Paddy Power Rapped for Another Controversial Commercial

Paddy Power’s PR team is in hot water again after the Advertising Standards Authority (ASA) said that a recent TV advert condoned gambling at work.

Paddy Power ASA Breach

Paddy Power’s latest casino commercial has been found to encourage gambling in the workplace. (Image:

Following two complaints, the ASA was prompted to review the betting operator’s advert featuring a security guard singing Papa Loves Mambo while betting on Paddy Power’s mobile casino app.

At one point in the short clip, the security guard turns away from his computer screen and looks at his phone before placing a bet.

Even though Paddy Power’s PR team argued that it was clear the man was on a break, the ASA said that there was implication that he was gambling on his employer’s watch.

With this being the case, Paddy Power was found to be in breach of ASA codes relating to normalising gambling at work and socially irresponsible betting.

Guilty by Association

Despite the investigation being prompted by just two complaints, Paddy Power has a long history of skirting the ASA’s guidelines. Back in 2014, the operator was rapped for a newspaper advert featuring South African Paralympian Oscar Pistorius.
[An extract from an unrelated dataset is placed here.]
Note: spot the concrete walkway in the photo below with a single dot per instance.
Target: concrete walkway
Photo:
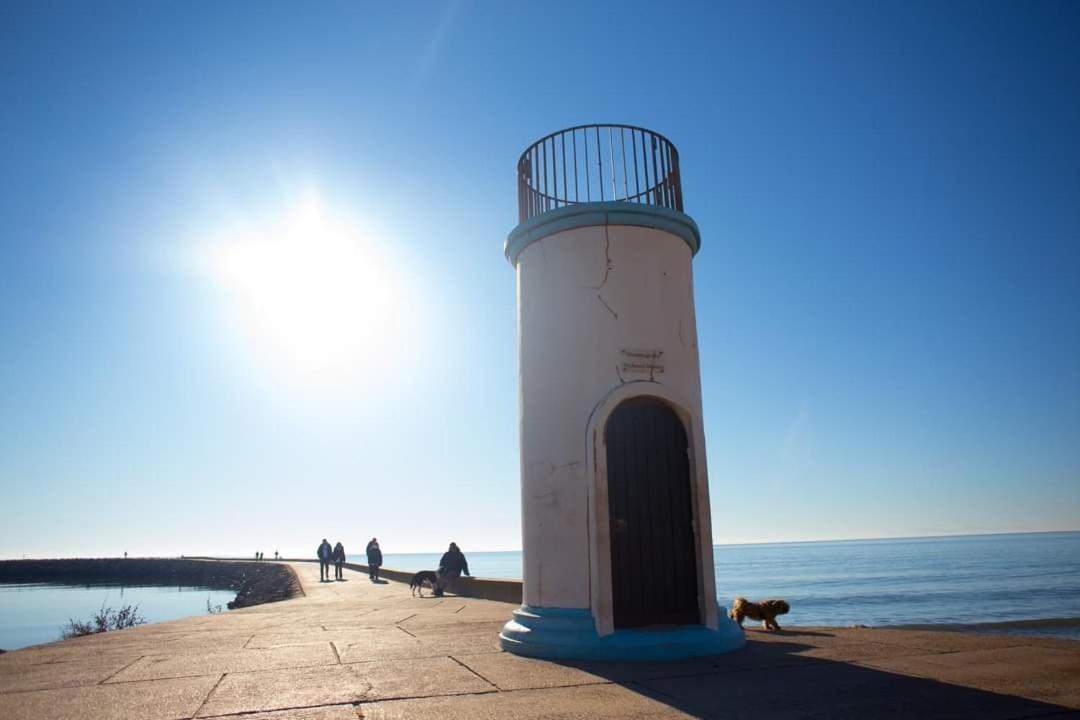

At the time the piece ran, Pistorius was on trial for the alleged murder of his girlfriend, Reeva Steenkamp. In a bid to piggyback off the trial’s publicity, Paddy Power opened up a sports betting market on the outcome of the case.

To advertise the special market, the Irish bookmaker created an image of Pistorius that looked similar to an Oscar statuette. Alongside the image read the quotes “it’s Oscar time” and “money back if he walks.”

In review of the campaign, the ASA concluded that it was in poor taste and, ultimately, breached two codes of conduct relating to harm and offence.

Ongoing Battles with the ASA

More recently, an ad featuring Floyd Mayweather attracted more heat from the UK’s advertising watchdog. With this much anticipated showdown with Conor McGregor set to take place in Las Vegas, Paddy Power promoted its betting market with an image of Mayweather and the tagline: Always Bet on Black.

Again, despite being playful in nature, a series of complaints were upheld and the company was forced to remove the ad.

This time around, Paddy Power has cancelled the ad at the request of the ASA, but it’s unlikely to be the last time the two organisations meet.